A maioria dos deputados federais que disputará as eleições municipais em novembro votou a favor da emenda apresentada pela bancada evangélica que concede perdão a dívidas previdenciárias e tributárias de igrejas e templos religiosos.

* A lista de votação divulgada pela Câmara mostra que 61% dos 67 parlamentares que disputarão prefeituras se posicionaram a favor da proposta no plenário da Casa em julho, quando o texto foi votado.

Agenda ambiental


Pressionado por investidores estrangeiros, bancos, multinacionais e grandes empresas brasileiras, o governo Jair Bolsonaro decidiu pisar no freio em propostas polêmicas na área ambiental. Um dos projetos atingidos por essa mudança de orientação trata das regras para demarcação de terras indígenas.

* Outro tema que perdeu força na lista de prioridades do Planalto é o projeto de lei que permite as atividades de mineração e geração de energia em terras indígenas.

Queda acentuada

As curvas de casos e mortes por Covid-19 no Brasil caíram consideravelmente nas últimas semanas.  A situação brasileira é melhor do que a vivida pelo Reino Unido e pela França. Em relação aos infectados, o Brasil registrou recuo de 27% em 14 dias, enquanto o Reino Unido viu um aumento de 132%, a França, de 67,3% e a Índia, de 30,4%.

 * Quanto aos óbitos, a queda na média móvel brasileira foi de 19,4%, parecida com a dos EUA, de 22,9%. A França teve alta de 116,8% e preocupa. Já a Índia viu a taxa subir 17,1%


Criador e criatura


 
Com sete palavras, Fernando Henrique Cardoso reconheceu a ruína política que provocou buscando a própria reeleição: "Devo reconhecer que historicamente foi um erro". Foi mais que um erro, foi um crime e ele sabia disso desde a primeira hora, há 25 anos.
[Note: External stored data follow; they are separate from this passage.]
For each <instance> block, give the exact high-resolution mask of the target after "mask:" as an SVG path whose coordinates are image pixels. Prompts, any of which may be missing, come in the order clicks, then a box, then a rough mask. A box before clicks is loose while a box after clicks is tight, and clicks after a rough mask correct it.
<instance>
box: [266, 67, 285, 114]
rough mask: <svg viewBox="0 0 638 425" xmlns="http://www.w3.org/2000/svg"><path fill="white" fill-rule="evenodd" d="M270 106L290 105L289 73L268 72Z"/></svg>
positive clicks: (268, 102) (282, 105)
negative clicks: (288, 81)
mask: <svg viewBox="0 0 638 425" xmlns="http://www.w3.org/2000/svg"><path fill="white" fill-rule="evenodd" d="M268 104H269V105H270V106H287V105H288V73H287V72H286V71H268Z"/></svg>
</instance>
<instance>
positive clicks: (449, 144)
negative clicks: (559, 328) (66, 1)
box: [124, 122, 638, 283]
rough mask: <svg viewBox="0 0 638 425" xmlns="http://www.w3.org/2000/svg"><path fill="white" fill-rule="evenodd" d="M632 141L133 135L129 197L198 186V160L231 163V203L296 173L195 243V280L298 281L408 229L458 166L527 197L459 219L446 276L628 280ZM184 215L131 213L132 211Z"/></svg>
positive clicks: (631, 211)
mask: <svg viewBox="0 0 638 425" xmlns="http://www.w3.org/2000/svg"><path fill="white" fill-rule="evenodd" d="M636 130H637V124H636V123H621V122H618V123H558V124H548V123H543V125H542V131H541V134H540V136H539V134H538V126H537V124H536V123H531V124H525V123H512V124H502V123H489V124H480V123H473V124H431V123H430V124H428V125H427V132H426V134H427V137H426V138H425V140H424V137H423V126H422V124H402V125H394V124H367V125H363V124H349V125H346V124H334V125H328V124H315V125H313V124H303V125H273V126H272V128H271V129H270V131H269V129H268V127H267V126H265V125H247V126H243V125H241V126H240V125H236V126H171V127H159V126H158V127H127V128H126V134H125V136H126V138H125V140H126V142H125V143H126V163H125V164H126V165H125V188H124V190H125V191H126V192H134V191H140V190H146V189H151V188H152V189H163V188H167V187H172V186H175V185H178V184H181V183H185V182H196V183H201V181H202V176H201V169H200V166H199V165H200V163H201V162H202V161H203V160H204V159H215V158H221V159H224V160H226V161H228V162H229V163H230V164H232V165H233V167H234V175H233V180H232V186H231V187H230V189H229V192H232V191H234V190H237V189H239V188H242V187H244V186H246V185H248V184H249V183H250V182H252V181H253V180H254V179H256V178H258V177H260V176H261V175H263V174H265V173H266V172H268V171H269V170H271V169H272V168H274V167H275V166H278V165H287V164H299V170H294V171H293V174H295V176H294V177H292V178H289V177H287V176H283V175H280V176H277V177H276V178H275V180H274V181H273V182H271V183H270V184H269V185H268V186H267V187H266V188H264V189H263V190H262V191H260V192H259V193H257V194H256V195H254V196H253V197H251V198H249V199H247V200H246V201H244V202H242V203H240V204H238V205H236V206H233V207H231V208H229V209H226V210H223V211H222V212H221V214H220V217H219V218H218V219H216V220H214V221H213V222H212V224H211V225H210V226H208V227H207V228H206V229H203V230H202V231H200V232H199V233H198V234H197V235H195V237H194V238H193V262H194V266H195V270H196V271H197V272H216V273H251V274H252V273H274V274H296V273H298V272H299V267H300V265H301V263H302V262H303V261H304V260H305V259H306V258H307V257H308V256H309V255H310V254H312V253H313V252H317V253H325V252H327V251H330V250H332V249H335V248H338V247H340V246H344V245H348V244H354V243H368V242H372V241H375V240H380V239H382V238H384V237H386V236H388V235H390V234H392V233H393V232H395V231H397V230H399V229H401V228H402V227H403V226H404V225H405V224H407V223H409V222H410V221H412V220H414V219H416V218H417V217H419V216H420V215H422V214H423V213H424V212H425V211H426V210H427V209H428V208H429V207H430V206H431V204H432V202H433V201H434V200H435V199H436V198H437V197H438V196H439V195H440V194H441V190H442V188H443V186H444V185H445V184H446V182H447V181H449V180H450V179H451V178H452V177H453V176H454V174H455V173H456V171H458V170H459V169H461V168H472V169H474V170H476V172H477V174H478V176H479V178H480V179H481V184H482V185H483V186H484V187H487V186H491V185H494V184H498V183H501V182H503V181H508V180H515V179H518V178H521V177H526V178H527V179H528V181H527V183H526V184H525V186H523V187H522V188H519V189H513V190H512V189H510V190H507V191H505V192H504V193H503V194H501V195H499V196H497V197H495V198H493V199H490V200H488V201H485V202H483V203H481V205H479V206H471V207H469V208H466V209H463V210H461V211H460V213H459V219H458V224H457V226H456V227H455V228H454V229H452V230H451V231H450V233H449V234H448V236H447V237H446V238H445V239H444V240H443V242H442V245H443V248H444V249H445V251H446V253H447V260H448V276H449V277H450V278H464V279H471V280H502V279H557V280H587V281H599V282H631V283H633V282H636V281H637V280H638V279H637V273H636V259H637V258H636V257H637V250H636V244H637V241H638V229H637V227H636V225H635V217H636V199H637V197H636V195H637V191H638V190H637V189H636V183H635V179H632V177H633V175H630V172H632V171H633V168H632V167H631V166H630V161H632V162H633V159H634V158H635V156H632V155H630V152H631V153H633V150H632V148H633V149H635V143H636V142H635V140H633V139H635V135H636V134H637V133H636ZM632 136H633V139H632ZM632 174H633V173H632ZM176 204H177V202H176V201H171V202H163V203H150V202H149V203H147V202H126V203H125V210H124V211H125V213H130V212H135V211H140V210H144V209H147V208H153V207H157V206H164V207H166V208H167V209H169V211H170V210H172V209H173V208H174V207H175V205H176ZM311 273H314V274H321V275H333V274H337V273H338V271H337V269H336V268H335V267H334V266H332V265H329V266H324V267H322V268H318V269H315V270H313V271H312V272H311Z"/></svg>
Na noite de 11 de julho de 1995, diante do nascimento da manobra da reeleição, FHC disse ao gravador que guardava suas memórias: "Assunto delicado, acho difícil por causa da cultura política brasileira e não me comprometo a ser candidato.
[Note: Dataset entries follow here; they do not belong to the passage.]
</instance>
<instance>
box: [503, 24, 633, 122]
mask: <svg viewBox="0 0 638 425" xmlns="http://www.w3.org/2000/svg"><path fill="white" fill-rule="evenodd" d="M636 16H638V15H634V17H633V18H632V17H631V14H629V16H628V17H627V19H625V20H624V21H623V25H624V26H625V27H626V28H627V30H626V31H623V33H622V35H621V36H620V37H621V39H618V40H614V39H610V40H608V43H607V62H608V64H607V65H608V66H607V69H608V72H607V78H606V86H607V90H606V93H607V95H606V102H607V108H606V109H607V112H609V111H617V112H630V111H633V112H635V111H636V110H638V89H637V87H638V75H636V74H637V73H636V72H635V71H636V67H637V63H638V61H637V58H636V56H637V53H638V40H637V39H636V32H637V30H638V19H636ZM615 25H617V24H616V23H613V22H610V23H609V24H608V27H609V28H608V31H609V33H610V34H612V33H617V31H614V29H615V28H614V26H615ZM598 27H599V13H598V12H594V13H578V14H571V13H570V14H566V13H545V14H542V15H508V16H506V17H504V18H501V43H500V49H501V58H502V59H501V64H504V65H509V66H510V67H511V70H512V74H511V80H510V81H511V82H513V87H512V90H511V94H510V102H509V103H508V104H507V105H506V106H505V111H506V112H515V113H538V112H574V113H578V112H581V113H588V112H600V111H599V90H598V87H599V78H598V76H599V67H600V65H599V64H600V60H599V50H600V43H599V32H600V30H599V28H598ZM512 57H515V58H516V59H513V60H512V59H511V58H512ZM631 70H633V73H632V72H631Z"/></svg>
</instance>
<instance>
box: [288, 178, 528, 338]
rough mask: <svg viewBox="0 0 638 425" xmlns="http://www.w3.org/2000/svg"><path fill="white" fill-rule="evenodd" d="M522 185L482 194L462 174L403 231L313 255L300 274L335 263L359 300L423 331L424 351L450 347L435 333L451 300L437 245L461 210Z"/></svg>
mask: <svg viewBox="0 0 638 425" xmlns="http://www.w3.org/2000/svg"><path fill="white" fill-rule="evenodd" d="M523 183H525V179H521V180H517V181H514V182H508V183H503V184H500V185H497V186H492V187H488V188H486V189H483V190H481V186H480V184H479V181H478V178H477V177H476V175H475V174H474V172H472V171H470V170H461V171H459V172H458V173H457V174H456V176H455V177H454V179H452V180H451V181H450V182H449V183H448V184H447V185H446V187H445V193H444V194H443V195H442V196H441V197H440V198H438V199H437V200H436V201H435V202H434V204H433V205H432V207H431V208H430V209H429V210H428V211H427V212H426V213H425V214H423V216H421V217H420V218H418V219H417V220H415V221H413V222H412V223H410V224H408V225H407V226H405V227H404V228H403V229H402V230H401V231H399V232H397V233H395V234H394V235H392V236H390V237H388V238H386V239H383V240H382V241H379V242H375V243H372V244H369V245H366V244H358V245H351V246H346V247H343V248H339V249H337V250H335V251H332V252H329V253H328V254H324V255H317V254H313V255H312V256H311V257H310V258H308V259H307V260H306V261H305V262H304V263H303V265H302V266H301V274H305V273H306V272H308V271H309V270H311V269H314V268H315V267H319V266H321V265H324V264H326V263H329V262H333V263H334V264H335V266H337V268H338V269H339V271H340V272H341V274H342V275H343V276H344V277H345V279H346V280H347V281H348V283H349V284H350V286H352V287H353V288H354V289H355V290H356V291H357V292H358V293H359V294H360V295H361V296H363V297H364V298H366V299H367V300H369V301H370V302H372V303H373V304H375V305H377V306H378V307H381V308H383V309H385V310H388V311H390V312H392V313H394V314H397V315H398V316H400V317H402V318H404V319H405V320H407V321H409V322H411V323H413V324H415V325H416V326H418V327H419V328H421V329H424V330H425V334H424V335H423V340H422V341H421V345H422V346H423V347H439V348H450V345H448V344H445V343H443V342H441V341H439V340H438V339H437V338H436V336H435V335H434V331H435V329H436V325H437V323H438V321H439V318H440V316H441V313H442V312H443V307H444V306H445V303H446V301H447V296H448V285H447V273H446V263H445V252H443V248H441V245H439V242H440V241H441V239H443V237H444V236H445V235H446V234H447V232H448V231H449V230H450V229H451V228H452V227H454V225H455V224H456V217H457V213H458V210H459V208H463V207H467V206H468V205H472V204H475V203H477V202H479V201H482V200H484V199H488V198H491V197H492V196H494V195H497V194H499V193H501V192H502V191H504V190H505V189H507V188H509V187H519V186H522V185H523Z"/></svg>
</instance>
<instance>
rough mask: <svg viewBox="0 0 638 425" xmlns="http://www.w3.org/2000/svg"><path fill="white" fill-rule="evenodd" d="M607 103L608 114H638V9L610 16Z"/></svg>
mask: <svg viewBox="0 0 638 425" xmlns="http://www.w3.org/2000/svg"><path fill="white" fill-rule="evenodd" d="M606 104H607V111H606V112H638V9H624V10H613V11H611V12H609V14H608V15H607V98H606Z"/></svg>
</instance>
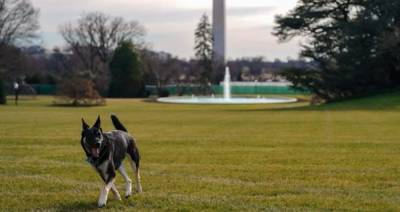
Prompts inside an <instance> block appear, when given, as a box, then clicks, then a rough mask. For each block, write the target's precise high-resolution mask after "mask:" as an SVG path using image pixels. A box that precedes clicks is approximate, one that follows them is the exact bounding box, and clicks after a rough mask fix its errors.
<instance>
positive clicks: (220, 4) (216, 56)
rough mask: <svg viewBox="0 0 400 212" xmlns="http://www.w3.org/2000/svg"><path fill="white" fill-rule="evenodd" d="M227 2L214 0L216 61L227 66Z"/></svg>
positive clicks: (215, 48) (213, 25)
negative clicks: (224, 64) (226, 35)
mask: <svg viewBox="0 0 400 212" xmlns="http://www.w3.org/2000/svg"><path fill="white" fill-rule="evenodd" d="M225 16H226V12H225V0H213V36H214V43H213V51H214V59H215V60H217V62H218V63H222V64H225V59H226V58H225V50H226V49H225V31H226V25H225Z"/></svg>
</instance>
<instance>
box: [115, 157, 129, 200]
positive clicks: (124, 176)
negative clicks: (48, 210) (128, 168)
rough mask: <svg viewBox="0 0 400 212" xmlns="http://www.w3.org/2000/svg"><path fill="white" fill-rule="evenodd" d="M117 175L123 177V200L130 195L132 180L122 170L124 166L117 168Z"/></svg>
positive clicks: (121, 164) (127, 197) (124, 168)
mask: <svg viewBox="0 0 400 212" xmlns="http://www.w3.org/2000/svg"><path fill="white" fill-rule="evenodd" d="M118 171H119V173H120V174H121V175H122V177H124V179H125V198H128V197H130V196H131V195H132V180H131V179H130V178H129V176H128V174H127V173H126V170H125V168H124V165H123V164H121V166H120V167H119V168H118Z"/></svg>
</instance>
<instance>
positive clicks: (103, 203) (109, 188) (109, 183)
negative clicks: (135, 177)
mask: <svg viewBox="0 0 400 212" xmlns="http://www.w3.org/2000/svg"><path fill="white" fill-rule="evenodd" d="M113 185H114V179H112V180H110V181H109V182H108V183H106V185H105V186H104V187H103V189H102V190H101V193H100V197H99V203H98V206H99V208H102V207H104V206H106V204H107V197H108V192H109V191H110V189H111V188H112V187H113Z"/></svg>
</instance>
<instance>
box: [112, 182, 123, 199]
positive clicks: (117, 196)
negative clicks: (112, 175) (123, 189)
mask: <svg viewBox="0 0 400 212" xmlns="http://www.w3.org/2000/svg"><path fill="white" fill-rule="evenodd" d="M111 191H112V192H113V194H114V197H115V199H117V200H119V201H121V195H119V192H118V190H117V186H115V183H113V185H112V186H111Z"/></svg>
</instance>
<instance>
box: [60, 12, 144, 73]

* Vejo uma vantagem: “a de que assim os outros se assustam e não lançam uma candidatura desde já".

Lula x Moro

 


Parado no STF desde 2018, o habeas corpus do ex-presidente Lula (PT) que aponta suspeição do ex-juiz Sergio Moro, no caso do triplex do Guarujá, pode ser votado até outubro e promete repercutir bem além disso, influenciando diretamente nas próximas eleições presidenciais, em 2022.

* Na prática, o processo em julgamento no Supremo sintetiza a rivalidade entre os dois principais nomes que, hoje, seriam capazes de fazer frente ao presidente Jair Bolsonaro (sem partido), que tentará a reeleição em 2 anos.

Frase

“Os números de Covid-19 caem no Brasil. Boas notícias. Mas não dá para ser feliz com tantas aglomerações nas ruas” – da internauta Vera Cruz, Asa Norte, Brasília.